“Pity the man who falls and has no one to help him up!” – Ecclesiastes 4:10
“When I was younger, so much younger than today / I never needed anybody’s help in any way / But now these days are gone, I’m not so self-assured / Now I find I’ve changed my mind and opened up the doors.” That great Beatles hit Help! was going through my mind recently, as many of the Beatles’ classic songs sometimes do, except this time something struck me as the lyrics rolled through my head that “Yikes!” this song is the story of my life. Maybe it is the story of many of our lives.
To personalize the Beatle’s lyrics a bit, when I left for college many years ago I walked into my dorm room with two pieces of equipment, a new Smith-Corona electric typewriter courtesy of my parents, and a portable stereo that played LP record albums courtesy of my own savings account, high-tech equipment back in those days.

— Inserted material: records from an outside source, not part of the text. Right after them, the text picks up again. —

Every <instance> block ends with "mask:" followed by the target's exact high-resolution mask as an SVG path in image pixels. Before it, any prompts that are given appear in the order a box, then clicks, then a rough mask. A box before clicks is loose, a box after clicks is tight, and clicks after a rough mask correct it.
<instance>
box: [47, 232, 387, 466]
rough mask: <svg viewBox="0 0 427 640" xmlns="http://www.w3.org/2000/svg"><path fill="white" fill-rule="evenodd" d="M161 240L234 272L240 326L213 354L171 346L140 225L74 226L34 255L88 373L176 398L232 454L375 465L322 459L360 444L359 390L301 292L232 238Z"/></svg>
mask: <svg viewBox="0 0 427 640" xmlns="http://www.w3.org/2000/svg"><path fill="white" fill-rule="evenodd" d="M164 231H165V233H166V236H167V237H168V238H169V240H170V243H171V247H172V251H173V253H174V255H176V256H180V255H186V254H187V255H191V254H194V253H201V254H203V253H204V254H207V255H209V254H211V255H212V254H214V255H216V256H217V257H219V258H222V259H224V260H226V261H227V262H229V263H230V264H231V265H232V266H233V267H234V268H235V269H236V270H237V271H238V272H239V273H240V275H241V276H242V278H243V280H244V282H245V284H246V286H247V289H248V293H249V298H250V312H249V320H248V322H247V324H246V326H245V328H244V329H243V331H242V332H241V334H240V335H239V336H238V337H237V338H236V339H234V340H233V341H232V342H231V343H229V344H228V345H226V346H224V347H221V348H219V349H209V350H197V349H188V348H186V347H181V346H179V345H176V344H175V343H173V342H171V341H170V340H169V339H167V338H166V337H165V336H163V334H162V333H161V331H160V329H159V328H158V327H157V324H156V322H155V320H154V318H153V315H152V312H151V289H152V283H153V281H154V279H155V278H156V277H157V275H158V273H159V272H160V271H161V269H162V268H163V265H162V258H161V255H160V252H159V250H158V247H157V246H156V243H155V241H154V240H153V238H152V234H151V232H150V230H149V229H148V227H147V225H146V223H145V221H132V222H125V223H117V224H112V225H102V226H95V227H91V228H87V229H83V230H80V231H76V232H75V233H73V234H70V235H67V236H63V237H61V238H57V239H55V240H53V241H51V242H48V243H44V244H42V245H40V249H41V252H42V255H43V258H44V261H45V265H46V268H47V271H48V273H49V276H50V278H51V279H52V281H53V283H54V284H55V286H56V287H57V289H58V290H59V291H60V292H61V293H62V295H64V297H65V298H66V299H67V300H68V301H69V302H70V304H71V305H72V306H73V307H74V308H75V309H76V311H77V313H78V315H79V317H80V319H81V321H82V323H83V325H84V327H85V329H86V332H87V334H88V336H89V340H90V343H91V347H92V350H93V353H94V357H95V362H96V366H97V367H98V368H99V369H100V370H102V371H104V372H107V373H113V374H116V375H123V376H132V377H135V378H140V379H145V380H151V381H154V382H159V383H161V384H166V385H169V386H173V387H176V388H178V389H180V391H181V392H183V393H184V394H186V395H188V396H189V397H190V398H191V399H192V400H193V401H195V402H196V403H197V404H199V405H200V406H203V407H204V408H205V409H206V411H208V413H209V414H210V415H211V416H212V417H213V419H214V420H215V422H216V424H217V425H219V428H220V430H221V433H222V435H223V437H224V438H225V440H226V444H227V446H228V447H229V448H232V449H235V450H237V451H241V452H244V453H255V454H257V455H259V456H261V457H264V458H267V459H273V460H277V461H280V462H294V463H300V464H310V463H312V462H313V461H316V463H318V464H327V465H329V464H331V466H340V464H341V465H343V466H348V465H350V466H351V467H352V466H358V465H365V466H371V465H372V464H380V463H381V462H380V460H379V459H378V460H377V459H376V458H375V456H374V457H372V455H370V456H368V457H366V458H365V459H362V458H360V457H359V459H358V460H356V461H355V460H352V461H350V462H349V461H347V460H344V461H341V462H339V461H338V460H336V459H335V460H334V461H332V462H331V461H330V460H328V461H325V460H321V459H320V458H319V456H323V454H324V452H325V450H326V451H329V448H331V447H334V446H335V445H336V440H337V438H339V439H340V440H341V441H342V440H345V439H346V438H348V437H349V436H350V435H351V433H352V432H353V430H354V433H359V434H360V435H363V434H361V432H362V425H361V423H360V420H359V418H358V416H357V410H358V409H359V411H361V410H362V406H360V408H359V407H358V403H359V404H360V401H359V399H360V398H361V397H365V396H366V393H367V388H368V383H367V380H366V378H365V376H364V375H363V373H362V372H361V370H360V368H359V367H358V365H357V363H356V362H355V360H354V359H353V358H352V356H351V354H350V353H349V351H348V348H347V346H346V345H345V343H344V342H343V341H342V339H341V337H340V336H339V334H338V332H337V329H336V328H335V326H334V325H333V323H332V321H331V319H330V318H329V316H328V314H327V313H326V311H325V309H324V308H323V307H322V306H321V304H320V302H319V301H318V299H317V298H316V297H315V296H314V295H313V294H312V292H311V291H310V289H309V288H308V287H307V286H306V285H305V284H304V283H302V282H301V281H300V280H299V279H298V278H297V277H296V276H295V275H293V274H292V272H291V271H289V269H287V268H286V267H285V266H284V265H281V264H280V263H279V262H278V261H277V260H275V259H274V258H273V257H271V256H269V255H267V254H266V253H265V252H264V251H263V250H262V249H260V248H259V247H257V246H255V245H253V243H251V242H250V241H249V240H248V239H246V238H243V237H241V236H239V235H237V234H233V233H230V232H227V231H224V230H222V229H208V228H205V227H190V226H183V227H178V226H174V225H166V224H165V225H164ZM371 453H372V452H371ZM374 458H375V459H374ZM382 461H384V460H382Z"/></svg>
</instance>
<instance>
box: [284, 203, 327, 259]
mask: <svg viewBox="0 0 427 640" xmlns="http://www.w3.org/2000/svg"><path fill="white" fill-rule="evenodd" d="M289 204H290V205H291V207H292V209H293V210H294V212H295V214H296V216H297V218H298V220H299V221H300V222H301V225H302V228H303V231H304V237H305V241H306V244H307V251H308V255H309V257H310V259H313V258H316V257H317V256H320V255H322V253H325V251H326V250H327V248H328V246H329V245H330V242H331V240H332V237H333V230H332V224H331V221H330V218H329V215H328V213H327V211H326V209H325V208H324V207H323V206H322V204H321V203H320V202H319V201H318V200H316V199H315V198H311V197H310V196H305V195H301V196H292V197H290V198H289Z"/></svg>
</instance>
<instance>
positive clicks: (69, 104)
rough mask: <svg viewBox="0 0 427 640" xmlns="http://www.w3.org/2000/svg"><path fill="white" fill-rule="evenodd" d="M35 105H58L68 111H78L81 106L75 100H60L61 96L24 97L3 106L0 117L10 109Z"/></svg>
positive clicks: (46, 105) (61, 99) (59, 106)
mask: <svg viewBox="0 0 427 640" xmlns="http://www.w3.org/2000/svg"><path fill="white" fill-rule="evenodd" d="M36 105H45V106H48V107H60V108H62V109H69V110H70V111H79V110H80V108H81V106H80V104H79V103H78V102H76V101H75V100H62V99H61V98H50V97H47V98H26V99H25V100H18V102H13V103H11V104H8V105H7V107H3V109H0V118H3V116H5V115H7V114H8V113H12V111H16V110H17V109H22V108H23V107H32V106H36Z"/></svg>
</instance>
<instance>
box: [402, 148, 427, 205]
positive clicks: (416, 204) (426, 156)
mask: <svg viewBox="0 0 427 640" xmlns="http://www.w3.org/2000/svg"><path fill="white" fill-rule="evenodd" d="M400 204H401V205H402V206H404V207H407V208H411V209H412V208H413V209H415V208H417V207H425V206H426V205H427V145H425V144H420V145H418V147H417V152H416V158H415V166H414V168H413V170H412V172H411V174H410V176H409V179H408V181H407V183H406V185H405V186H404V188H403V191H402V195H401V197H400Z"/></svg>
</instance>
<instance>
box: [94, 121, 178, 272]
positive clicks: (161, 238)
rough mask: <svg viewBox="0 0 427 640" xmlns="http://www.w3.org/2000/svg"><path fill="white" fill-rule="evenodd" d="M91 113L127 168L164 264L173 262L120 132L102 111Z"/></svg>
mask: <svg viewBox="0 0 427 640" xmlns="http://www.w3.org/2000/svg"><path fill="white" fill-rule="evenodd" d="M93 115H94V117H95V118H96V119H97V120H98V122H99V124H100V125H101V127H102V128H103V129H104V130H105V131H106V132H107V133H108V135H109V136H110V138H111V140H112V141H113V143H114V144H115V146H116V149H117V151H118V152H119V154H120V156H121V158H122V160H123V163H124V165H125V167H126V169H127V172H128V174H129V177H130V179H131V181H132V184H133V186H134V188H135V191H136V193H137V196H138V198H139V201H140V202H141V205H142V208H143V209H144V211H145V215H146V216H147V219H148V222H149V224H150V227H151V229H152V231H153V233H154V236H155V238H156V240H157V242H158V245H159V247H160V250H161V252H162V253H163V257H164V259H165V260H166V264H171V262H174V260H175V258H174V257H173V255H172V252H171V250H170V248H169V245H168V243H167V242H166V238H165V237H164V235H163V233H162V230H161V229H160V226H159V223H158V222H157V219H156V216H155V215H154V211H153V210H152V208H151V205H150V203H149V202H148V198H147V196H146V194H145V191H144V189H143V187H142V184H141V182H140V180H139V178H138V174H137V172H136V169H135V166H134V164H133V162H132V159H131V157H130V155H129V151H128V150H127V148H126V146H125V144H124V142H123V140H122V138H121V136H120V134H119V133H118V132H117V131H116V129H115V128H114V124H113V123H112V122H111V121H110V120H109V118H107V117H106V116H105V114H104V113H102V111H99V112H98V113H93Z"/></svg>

Add to that pen and paper and textbooks, that is all I would need to prepare to conquer the world, and I was capable of doing it all without “anybody’s help in any way.”
“But now these days are gone, I’m not so self-assured.” Recently, I had to buy a new laptop as mine had become slow, unreliable, and obsolete as far as Microsoft’s support system was concerned. So, even though the computer salesman assured me that all my data would transfer seamlessly to the new computer, and that everything would work just the same, when I got home I could neither locate most of my files, nor did the “newly updated” software work the same. “Help!” I cried out as I rushed back into the store – more than once. “Won’t you please, please help me?” I begged, practically on my knees.
“Now I find I’ve changed my mind and opened up the doors.” One of the greatest benefits of aging is the humility it brings with it – from believing I can single-handedly conquer the world at age eighteen to the reality in old age that I need help with the TV remote, using my smartphone to make a dinner reservation, a doctor’s appointment, or buy a movie ticket. Thanks to the kind, patient gentleman at the computer store who “helped me get my feet back on the ground” with my new computer, and to all the many other helpers out there. . . Help! Oh, how that great Beatles hit tells the story of my life!
“But pity the man who falls and has no one to help him up!”